Sydney Lea‘s eighth collection of poems, Ghost Pain, will appear in April from Sarabande Books. His prior poetry volume, Pursuit of a Wound, was a finalist for the 2001 Pulitzer. Story Line Press will publish A Little Wildness: Some Notes on a Rambling Life, of which the excerpts here are the first two chapters. He lives in northern Vermont.
Patrick Madden lives with his wife and three children in Utah, where he is a professor of English at Brigham Young University. His essays have been published in Mississippi Review, Water~Stone, North Dakota Quarterly, and other journals. His interview with Brian Doyle appeared in the Spring 2003 issue of River Teeth.
Lee Martin is the author of two memoirs, From Our House and Turning Bones; a novel, Quakertown; and a story collection, The Least You Need to Know. His new novel, The Bright Forever, will be published in May 2005. He teaches in the creative writing program at The Ohio State University.
Novelist and short-story writer Brent Spencer is the author of the novel The Lost Son (Arcade Publishing). His fiction has appeared in the Atlantic Monthly, GQ, Epoch, the Missouri Review, and elsewhere. His most recent book, a collection of stories chosen as one of the best books of the year by the Village Voice, is Are We Not Men? (Arcade Publishing). He teaches creative writing at Creighton University in Omaha, where he is codirector of the graduate program in English.
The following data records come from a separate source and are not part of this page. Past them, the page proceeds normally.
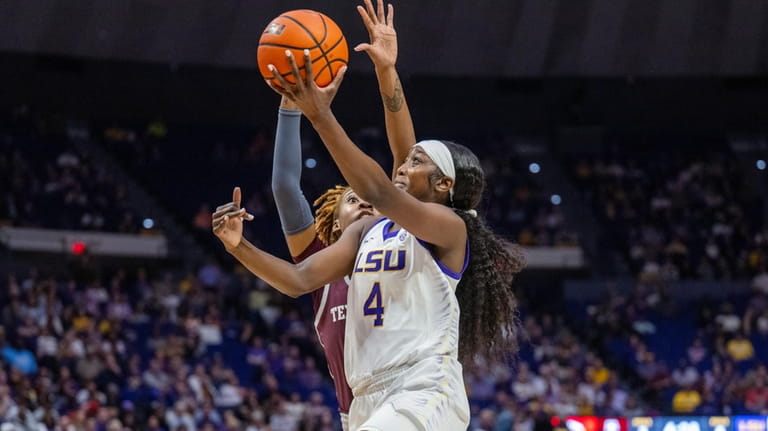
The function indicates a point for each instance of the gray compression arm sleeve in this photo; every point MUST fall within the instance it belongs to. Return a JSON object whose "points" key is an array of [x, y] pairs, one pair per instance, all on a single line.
{"points": [[293, 208]]}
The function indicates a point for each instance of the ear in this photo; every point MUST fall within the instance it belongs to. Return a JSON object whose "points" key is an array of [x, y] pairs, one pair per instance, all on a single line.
{"points": [[444, 184]]}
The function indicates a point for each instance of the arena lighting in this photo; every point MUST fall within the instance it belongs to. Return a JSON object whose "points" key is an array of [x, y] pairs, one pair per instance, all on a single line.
{"points": [[78, 248]]}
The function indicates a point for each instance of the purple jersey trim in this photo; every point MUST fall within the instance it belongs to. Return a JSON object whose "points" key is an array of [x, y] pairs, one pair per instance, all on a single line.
{"points": [[447, 271], [331, 336]]}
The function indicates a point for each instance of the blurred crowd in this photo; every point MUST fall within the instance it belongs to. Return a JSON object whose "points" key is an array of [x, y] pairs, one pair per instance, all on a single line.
{"points": [[166, 353], [717, 364], [47, 182], [687, 213]]}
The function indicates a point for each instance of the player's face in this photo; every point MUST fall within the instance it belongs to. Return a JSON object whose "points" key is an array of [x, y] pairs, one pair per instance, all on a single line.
{"points": [[414, 176], [351, 209]]}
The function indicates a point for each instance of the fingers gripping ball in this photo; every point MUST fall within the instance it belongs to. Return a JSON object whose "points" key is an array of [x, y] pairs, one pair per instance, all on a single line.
{"points": [[296, 31]]}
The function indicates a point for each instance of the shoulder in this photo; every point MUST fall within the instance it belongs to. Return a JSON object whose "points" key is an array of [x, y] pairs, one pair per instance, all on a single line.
{"points": [[362, 226], [313, 247]]}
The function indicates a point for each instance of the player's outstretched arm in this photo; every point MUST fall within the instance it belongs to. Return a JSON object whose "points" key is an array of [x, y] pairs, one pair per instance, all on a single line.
{"points": [[294, 280], [382, 50], [428, 221], [295, 212]]}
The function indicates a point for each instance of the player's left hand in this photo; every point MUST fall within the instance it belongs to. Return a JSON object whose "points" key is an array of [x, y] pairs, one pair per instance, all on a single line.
{"points": [[381, 29], [313, 101]]}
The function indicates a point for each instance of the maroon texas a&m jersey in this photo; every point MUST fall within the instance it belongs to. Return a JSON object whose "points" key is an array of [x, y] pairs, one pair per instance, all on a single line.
{"points": [[330, 305]]}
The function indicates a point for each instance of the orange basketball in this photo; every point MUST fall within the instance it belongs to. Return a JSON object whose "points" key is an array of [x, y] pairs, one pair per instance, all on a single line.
{"points": [[298, 30]]}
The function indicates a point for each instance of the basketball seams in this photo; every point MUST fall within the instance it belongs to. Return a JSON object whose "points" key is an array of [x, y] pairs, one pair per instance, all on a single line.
{"points": [[317, 42], [304, 21]]}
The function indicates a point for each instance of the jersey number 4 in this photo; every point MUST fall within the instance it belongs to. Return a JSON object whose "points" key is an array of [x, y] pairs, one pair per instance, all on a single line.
{"points": [[373, 307]]}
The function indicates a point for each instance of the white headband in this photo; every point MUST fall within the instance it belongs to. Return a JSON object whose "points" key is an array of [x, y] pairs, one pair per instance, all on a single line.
{"points": [[441, 156]]}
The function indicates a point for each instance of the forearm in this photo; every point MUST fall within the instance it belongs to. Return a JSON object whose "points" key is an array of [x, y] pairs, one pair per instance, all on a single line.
{"points": [[292, 207], [280, 274], [397, 116], [363, 174]]}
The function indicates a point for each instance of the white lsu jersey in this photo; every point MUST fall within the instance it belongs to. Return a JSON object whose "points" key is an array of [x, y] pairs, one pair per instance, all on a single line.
{"points": [[401, 307]]}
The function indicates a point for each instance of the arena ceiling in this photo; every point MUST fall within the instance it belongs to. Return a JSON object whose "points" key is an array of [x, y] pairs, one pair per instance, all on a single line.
{"points": [[512, 38]]}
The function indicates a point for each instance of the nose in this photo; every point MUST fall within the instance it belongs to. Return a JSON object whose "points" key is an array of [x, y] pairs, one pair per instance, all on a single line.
{"points": [[401, 169]]}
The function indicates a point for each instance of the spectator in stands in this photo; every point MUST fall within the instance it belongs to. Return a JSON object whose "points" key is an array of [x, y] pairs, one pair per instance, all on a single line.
{"points": [[756, 397], [740, 348], [686, 400]]}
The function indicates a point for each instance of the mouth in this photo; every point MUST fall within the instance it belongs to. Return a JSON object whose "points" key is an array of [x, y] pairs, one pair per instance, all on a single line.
{"points": [[364, 213]]}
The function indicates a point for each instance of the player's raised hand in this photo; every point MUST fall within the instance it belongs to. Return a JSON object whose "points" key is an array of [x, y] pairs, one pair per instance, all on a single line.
{"points": [[228, 221], [313, 101], [382, 48]]}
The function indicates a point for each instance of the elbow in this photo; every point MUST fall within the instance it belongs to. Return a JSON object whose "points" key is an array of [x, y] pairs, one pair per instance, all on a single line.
{"points": [[376, 192], [280, 186]]}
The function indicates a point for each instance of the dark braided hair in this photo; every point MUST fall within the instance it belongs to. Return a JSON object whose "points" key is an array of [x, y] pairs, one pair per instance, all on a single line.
{"points": [[489, 326], [326, 213]]}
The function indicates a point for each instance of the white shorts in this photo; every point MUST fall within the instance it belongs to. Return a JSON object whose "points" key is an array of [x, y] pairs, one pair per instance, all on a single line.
{"points": [[427, 396]]}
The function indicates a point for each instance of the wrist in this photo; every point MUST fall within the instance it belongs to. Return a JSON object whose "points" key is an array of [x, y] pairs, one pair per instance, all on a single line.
{"points": [[321, 118], [233, 249], [383, 69]]}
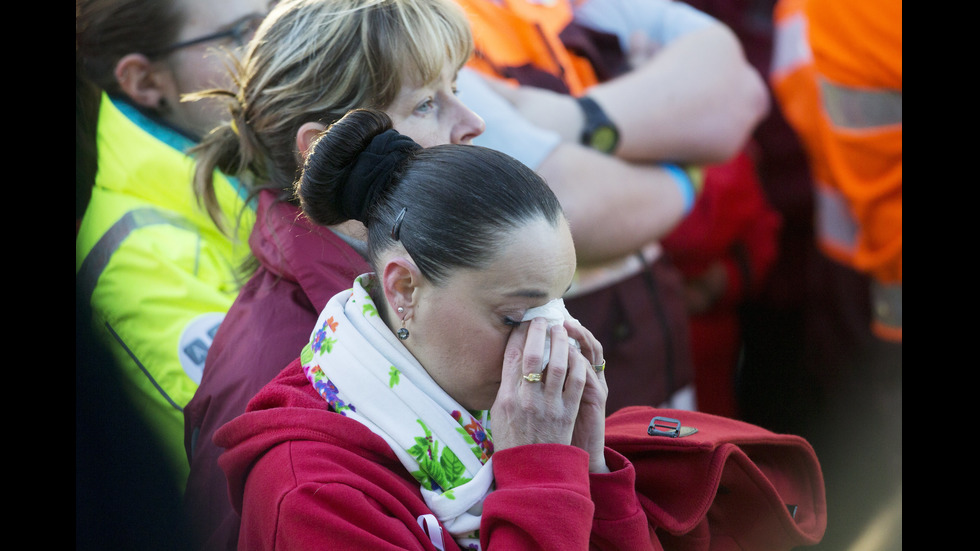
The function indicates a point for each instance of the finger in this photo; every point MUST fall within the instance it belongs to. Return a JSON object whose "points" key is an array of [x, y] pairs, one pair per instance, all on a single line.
{"points": [[514, 356], [558, 362], [532, 353], [590, 346], [576, 376]]}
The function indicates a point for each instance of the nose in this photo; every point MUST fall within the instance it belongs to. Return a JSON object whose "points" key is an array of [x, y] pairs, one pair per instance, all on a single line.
{"points": [[468, 126]]}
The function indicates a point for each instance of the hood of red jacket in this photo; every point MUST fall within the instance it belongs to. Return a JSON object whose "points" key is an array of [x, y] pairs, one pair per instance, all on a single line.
{"points": [[289, 409]]}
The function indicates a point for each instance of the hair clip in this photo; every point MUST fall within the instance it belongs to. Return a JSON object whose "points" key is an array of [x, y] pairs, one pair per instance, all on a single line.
{"points": [[396, 228]]}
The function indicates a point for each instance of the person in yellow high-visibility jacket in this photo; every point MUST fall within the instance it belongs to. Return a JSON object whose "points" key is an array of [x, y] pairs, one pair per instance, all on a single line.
{"points": [[157, 271]]}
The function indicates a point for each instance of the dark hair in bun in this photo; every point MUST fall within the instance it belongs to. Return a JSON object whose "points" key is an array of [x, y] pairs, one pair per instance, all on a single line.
{"points": [[450, 206]]}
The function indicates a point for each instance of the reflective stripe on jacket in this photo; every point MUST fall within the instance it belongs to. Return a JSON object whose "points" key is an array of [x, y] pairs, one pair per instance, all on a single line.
{"points": [[157, 271]]}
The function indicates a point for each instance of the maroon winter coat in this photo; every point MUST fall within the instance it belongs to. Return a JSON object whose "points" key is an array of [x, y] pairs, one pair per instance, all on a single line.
{"points": [[302, 265]]}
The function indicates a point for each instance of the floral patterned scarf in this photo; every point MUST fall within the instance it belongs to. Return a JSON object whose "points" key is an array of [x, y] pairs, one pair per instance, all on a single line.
{"points": [[364, 372]]}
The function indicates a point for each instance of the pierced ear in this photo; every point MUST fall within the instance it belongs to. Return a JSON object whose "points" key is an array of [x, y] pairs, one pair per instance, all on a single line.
{"points": [[305, 136], [139, 80], [401, 279]]}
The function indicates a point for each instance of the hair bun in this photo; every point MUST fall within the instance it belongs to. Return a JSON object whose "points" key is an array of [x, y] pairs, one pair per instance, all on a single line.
{"points": [[372, 171]]}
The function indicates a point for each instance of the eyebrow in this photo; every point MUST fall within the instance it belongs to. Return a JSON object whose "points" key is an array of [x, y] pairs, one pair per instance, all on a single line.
{"points": [[533, 293]]}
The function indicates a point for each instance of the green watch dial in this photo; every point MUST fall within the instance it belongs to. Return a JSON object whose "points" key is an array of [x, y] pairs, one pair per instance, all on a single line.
{"points": [[604, 139]]}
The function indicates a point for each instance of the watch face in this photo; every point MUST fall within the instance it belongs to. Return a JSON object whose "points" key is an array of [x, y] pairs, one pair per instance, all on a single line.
{"points": [[604, 139]]}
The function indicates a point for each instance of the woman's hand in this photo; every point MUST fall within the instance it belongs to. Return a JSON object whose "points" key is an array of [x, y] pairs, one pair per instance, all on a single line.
{"points": [[532, 411], [590, 425]]}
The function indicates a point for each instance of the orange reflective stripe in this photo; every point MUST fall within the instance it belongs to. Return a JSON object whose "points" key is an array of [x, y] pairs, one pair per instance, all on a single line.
{"points": [[860, 109], [837, 229], [790, 47], [887, 310]]}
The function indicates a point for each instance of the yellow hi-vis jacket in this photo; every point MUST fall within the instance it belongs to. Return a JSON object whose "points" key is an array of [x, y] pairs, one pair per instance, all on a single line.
{"points": [[157, 271]]}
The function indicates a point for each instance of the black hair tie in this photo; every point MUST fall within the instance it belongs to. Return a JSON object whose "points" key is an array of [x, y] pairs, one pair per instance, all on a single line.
{"points": [[372, 170]]}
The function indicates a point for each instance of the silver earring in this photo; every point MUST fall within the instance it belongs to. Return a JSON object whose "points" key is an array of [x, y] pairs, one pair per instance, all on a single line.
{"points": [[402, 333]]}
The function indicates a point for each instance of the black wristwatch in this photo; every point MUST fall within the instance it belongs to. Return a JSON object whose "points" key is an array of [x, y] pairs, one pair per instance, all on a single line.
{"points": [[599, 133]]}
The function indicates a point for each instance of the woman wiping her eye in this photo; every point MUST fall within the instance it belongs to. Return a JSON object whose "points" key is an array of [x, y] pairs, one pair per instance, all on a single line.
{"points": [[415, 418]]}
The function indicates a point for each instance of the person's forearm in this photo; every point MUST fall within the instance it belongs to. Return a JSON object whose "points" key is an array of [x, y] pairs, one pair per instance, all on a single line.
{"points": [[697, 100], [614, 207]]}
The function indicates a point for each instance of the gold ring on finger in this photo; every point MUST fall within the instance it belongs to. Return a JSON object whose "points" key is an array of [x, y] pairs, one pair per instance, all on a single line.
{"points": [[533, 377]]}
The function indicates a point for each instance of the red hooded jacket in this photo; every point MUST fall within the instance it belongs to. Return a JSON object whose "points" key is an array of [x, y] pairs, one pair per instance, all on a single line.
{"points": [[304, 477], [301, 266]]}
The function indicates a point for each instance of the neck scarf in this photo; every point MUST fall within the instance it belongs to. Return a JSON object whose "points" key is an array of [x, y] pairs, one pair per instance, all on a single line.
{"points": [[364, 372]]}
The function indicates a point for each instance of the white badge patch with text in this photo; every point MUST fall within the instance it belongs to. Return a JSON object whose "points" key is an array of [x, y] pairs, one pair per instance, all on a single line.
{"points": [[195, 341]]}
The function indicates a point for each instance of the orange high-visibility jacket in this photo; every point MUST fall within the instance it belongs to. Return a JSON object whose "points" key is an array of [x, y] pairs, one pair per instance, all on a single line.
{"points": [[522, 41], [837, 74]]}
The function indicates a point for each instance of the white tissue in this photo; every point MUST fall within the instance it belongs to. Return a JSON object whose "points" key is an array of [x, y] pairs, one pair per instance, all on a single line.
{"points": [[556, 314]]}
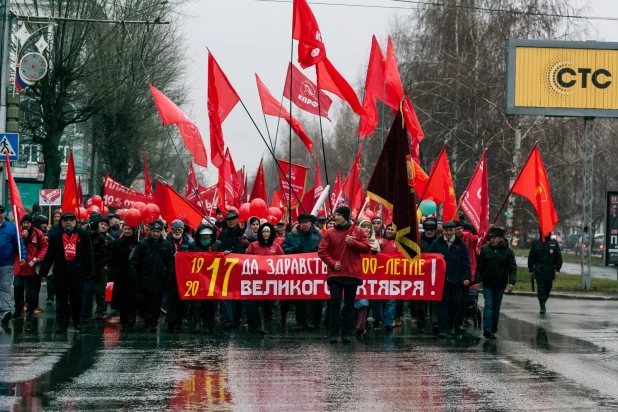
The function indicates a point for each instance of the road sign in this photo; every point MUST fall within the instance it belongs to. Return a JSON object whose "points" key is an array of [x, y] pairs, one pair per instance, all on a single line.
{"points": [[49, 197], [9, 142]]}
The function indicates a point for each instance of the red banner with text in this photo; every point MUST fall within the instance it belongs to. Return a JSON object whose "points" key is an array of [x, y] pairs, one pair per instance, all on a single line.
{"points": [[117, 195], [385, 276]]}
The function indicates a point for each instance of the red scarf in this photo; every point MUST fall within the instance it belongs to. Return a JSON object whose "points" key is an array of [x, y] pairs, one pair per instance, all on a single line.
{"points": [[70, 246]]}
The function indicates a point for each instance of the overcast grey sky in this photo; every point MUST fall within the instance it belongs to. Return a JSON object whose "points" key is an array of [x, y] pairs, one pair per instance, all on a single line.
{"points": [[249, 36]]}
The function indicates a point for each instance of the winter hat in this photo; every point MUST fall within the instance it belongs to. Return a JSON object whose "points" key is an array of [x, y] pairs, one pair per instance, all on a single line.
{"points": [[344, 211], [177, 224]]}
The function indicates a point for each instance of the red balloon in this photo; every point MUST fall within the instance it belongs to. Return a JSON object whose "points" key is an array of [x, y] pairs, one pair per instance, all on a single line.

W. Thomas received his MFA from Georgia College, where he served as the managing editor of Arts & Letters. He currently teaches and studies at West Virginia University.
W. J. Thornton is a writer in Gainesville, Florida. She is a member of the Gainesville Poets and Writers Workshop. Most recently, her work has been published in the Literary Review, the South Dakota Review, and Confluence. She is currently working on a novel.
Robert Vivian‘s poems, essays, stories, and plays have appeared in over fifty publications. His first book was Cold Snap As Yearning. He currently teaches English and creative writing at Alma College in Michigan.